Scientific research is inspired by the real-world problems and up-to-date challenges addressed in timely communication and collaboration. All around the world research results are published in scientific journals, as the information exchange is a crucial aspect of progress and development. As such, scientific journals are valuable research and study material, containing correlations that can lead to future discoveries if the information is combined in a relevant manner. Unfortunately, due to this vast number of articles, it is truly impossible for a scientist to browse through all relevant literature just to extract necessary data required to conduct an out-and-out study. The majority of scientific discoveries remain under the radar. This is a tremendous problem for researchers who are not in the position to promote their results outside of a narrow circle of colleagues.  

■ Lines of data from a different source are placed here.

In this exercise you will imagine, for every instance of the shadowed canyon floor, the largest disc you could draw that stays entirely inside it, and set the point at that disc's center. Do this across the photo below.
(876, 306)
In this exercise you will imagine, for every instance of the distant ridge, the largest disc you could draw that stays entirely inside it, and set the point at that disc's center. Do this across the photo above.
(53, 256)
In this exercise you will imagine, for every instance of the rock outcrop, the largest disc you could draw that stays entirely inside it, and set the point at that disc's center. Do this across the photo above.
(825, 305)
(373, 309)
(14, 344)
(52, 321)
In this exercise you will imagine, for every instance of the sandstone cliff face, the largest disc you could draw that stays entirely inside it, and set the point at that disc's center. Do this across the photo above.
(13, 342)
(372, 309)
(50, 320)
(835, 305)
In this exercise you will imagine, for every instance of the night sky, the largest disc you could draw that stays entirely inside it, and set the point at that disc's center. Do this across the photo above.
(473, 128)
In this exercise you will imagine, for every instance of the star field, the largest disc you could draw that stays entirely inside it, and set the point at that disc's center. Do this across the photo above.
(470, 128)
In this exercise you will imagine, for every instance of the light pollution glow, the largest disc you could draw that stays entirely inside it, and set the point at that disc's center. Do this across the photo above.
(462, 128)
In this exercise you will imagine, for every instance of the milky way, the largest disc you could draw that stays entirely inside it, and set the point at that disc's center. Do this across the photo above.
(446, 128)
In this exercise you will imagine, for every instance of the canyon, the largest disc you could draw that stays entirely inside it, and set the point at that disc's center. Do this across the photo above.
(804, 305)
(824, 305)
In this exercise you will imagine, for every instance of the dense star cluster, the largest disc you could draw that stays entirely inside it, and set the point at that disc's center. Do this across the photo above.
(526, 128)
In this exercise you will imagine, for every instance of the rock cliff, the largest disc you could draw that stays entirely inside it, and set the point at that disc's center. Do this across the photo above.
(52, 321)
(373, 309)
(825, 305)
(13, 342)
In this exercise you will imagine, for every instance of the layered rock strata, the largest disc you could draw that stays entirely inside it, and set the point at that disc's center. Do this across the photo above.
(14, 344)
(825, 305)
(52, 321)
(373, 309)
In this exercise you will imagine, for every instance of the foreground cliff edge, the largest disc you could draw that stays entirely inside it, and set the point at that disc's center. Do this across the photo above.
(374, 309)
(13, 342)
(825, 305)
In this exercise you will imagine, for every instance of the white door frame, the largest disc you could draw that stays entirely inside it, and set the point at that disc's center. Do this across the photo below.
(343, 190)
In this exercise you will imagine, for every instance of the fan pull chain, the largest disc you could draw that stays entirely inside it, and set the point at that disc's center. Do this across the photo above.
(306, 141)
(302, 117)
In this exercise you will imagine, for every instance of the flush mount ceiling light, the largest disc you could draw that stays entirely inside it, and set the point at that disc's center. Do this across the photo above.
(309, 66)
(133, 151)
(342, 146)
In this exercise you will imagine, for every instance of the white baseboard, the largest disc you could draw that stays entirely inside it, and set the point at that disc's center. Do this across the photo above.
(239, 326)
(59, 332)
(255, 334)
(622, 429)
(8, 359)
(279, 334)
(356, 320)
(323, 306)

"Scientific progress relies on the efficient assimilation of existing knowledge in order to choose the most promising way forward and to minimize re-invention."

V. Tshitoyan et al., July 2019 in Nature

A group of researchers from Berkeley university might have found a solution to this problem. They constructed a machine-learning model to extract textual correlations from scientific publications, and conduct a focused search for a group of previously unnoticed thermoelectric materials. They used about 3.3 million scientific abstracts that addressed physico-chemical properties of various classes of materials, not necessarily foreseen in the investigated domain. As a result, a new class of thermoelectric materials was discovered. This impressive example of tangling research results from various science fields is published in Nature magazine in July. The importance of this discovery and impact of ML model can be easily understood, having in mind that the overall commercialization of thermoelectric effect is still limited due to low efficiency. This new approach to mining and reviewing scientific data can significantly speed up the process of finding adequate materials, globalizing usage of the thermoelectric effect, and ultimately formulating novel ideas for further studies.